What About Abstinence?
Robert Layton was holding a notice from his 13-year-old son announcing a meeting to preview the new course in sexuality. Parents could examine the curriculum and take part in an actual lesson presented exactly as it would be given to the students. When Robert arrived at the school, he was surprised to discover only about a dozen parents there. As they waited for the presentation, Robert thumbed through page after page of instructions in the prevention of pregnancy of disease. He found abstinence mentioned only in passing.
When the teacher arrived with the school nurse, she asked if there were any questions. He asked why abstinence did not play a noticeable part in the material.
What happened next was shocking. There was a great deal of laughter, and someone suggested that if he thought abstinence had any merit, he should go back to burying his head in the sand. The teacher and the nurse said nothing as Robert drowned in a sea of embarrassment. His mind had gone blank, and he couldn't think of anything to say. The teacher explained to him that the job of the school was to teach "facts" and the home was responsible for moral training.
Robert sat in silence for the next 20 minutes as the course was explained. The other parents seemed to give their unqualified support to the materials. "Donuts at the back," announced the teacher during the break. "I'd like you to put on the name tags we have prepared. They're right by the donuts and mingle with the other parents." Everyone moved to the back of the room. As Robert watched them affixing their nametags and shaking hands, He sat deep in thought. He was ashamed that he had not been able to convince them to include a serious discussion of abstinence in the materials. Robert uttered a silent prayer for guidance.
His thoughts were interrupted by the teacher's hand on his shoulder. "Won't you join the others, Mr. Layton?" The nurse smiled sweetly at him. "The donuts are good." "Thank you, no, he replied. "Well, then, how about a name tag? I'm sure the others would like to meet you." "Somehow I doubt that," Robert replied. "Won't you please join them?" she coaxed. Then he heard a still, small voice whisper, "Don't go." The instruction was unmistakable. "Don't go!" "I'll just wait here," he said. When the class was called back to order, the teacher looked around the long table and thanked everyone for putting on nametags. She ignored Robert. Then she said, "Now we're going to give you the same lesson we'll be giving your children.

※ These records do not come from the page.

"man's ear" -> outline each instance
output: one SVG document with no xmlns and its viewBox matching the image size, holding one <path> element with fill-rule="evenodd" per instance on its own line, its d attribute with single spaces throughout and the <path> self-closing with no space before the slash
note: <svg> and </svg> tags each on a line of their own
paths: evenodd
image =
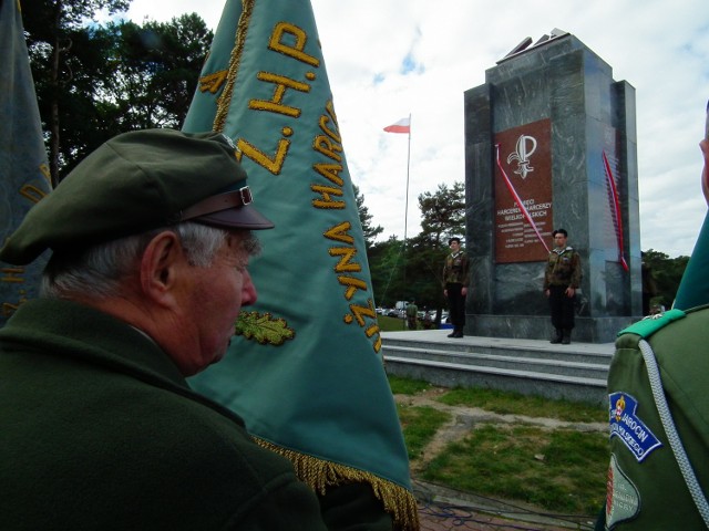
<svg viewBox="0 0 709 531">
<path fill-rule="evenodd" d="M 177 273 L 186 263 L 179 238 L 168 230 L 153 238 L 141 258 L 141 288 L 158 304 L 174 302 L 173 289 Z"/>
</svg>

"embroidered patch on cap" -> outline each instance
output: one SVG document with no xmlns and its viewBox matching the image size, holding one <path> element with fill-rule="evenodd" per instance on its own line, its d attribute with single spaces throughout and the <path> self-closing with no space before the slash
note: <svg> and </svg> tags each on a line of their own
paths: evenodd
<svg viewBox="0 0 709 531">
<path fill-rule="evenodd" d="M 610 438 L 618 437 L 638 462 L 662 446 L 655 434 L 638 418 L 638 400 L 627 393 L 608 395 Z"/>
<path fill-rule="evenodd" d="M 606 528 L 613 529 L 616 523 L 635 518 L 639 510 L 638 489 L 620 470 L 616 456 L 610 455 L 606 491 Z"/>
</svg>

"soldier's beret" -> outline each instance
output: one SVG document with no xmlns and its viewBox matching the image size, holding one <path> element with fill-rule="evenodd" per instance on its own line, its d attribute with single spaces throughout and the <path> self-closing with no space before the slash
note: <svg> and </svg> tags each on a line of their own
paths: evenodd
<svg viewBox="0 0 709 531">
<path fill-rule="evenodd" d="M 225 135 L 125 133 L 101 145 L 30 209 L 0 260 L 27 264 L 47 249 L 83 248 L 186 220 L 273 228 L 251 202 L 236 146 Z"/>
</svg>

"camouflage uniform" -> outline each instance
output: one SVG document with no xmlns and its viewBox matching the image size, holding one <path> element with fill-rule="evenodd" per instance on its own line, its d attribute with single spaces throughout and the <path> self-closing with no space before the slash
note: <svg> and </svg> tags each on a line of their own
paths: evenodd
<svg viewBox="0 0 709 531">
<path fill-rule="evenodd" d="M 464 250 L 451 252 L 443 264 L 443 283 L 448 291 L 451 323 L 455 334 L 463 335 L 465 326 L 465 295 L 463 288 L 470 283 L 470 264 Z"/>
<path fill-rule="evenodd" d="M 572 248 L 553 249 L 544 272 L 544 291 L 549 290 L 552 325 L 557 334 L 571 335 L 574 327 L 574 303 L 576 296 L 567 296 L 566 289 L 580 285 L 580 258 Z M 561 339 L 561 337 L 559 337 Z"/>
</svg>

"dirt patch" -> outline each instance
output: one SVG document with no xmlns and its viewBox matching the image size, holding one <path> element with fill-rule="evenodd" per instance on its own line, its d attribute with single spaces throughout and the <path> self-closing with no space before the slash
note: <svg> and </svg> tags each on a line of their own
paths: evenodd
<svg viewBox="0 0 709 531">
<path fill-rule="evenodd" d="M 435 433 L 435 436 L 422 451 L 421 458 L 412 464 L 412 472 L 425 469 L 427 465 L 453 441 L 463 439 L 476 425 L 503 424 L 503 425 L 531 425 L 545 429 L 576 429 L 578 431 L 607 433 L 606 423 L 569 423 L 556 418 L 528 417 L 526 415 L 500 415 L 477 407 L 450 406 L 438 402 L 438 398 L 449 389 L 432 387 L 417 395 L 394 395 L 397 404 L 410 407 L 432 407 L 451 415 L 451 420 L 445 423 Z"/>
</svg>

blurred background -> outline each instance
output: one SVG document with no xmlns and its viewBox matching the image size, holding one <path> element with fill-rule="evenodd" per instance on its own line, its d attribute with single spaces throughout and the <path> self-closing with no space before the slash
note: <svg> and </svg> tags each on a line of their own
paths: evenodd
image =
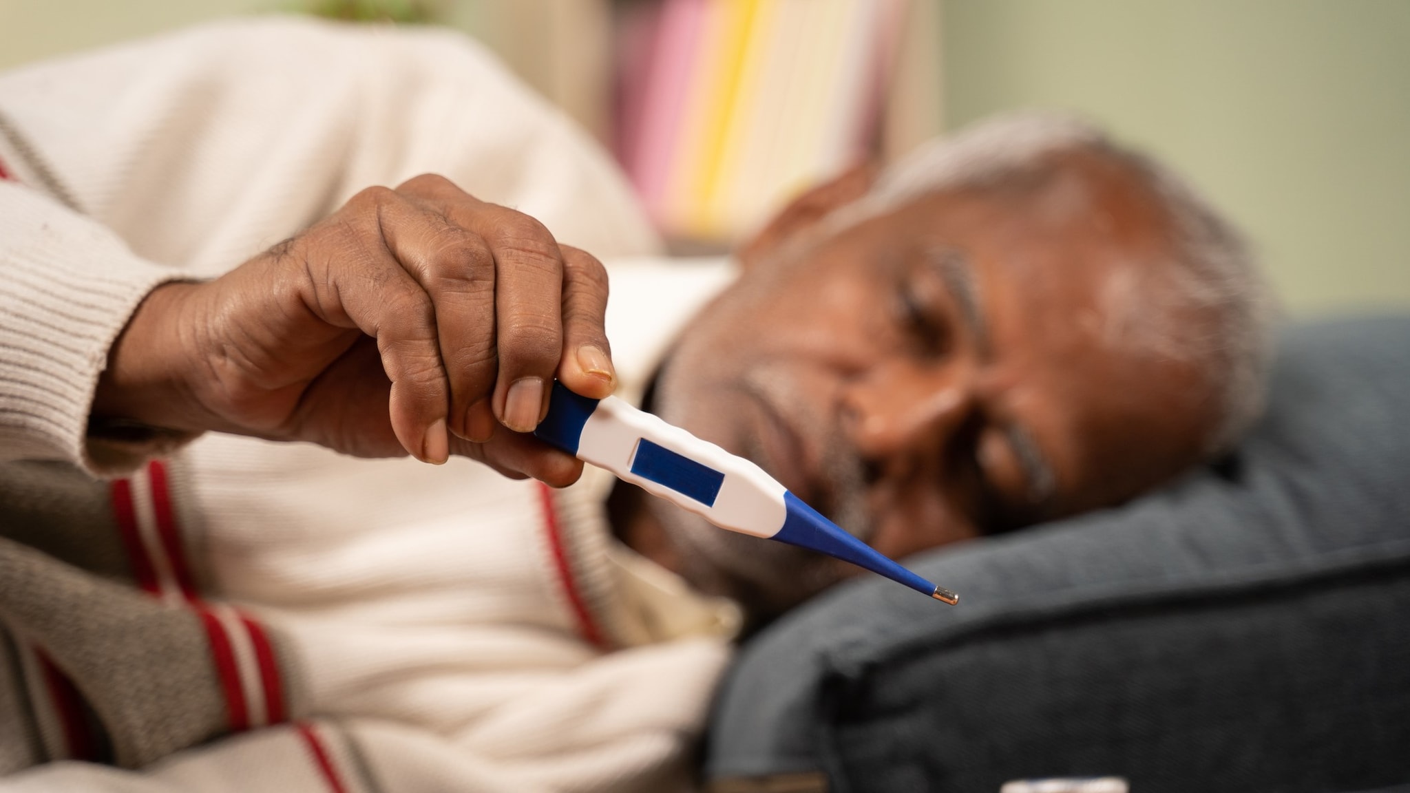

Everyone please peel off your name tags." Robert watched in silence as the tags came off. "Now, then, on the back of one of the tags, I drew a tiny flower. Who has it, please?" The gentleman across from Robert held it up. "Here it is!" "All right," she said. "The flower represents disease. Do you recall with whom you shook hands?" "Everyone", he said. "Very good," she replied. "The handshake in this case is intimacy. So everyone you had contact with now has the disease, everyone was infected." It was then that Robert heard the still, small voice again. "Speak now," it said, "but be humble." Robert rose from his chair. He apologised for any upset he might have caused earlier, congratulated the teacher on an excellent lesson that would impress the youth, and concluded by saying "I had only one small point I wished to make. Not all of us were infected," he said: "One of us ABSTAINED".
That's a true story incidentally. Hopefully the teacher learned something that day.